Add AWS account to GCP Stackdriver

1
votes

I want to use GCP Stackdriver for my AWS accounts. When I go to my workspace settings and click the "Add AWS Account" it gives the following instructions:

Log in to your Amazon IAM console and click Roles

Click "Create New Role"

Select the role type "Another AWS account"

Check the box "Require external ID"

Enter the following:

Account ID: 123456789012

External ID: ab12345678

Require MFA: unchecked

Click "Next: Permissions".

Select "ReadOnlyAccess" from the policy template list and click "Next: Review"

Enter a "Role Name" such as Stackdriver and click "Create Role"

Select the "Role Name" you just entered from the role list to see the summary page

Copy the "Role ARN" value and paste it in the AWS Role ARN field below

I tried that on my AWS account but it's obvious that the IDs aren't real. How can I get the IDs to create my AWS link account?

I'm the GCP project's owner and have permissions to create projects too.

Thanks

1
amazon-web-servicesgoogle-cloud-platformstackdrivergoogle-cloud-stackdriver

1 Answers

2
votes

By looking the steps mentioned you are trying this document; The ID's are exactly the ones that Stackdriver monitoring is telling you to use to create the role on AWS.

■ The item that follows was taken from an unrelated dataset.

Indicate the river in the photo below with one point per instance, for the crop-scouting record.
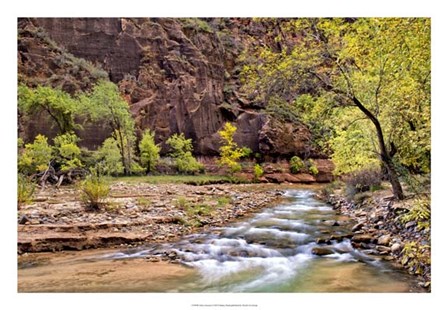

There is some issue with the new UI for Stackdriver Monitoring. To workaround this issue please follow this steps:

  1. On stackdriver Monitoring console you will see a banner at the top

    "Stackdriver Monitoring in the Google Cloud Console is Generally Available. This is now the default experience and will be the only experience available by the end of January 2020"

    • Then click to use classic button to change to the old interface, there you will be able to say why you are changing to the old interface.

  2. Once you get the old interface, go to Workspace Settings (located in your project name on the top/left side of the screen) --> Monitored accounts --> Add AWS account. There you will be able to get the correct Account ID and External ID for your OWN Stackdriver Workspace.

  3. Then continue the steps as the guide say by creating the role on AWS and sharing the ARN to Stackdriver.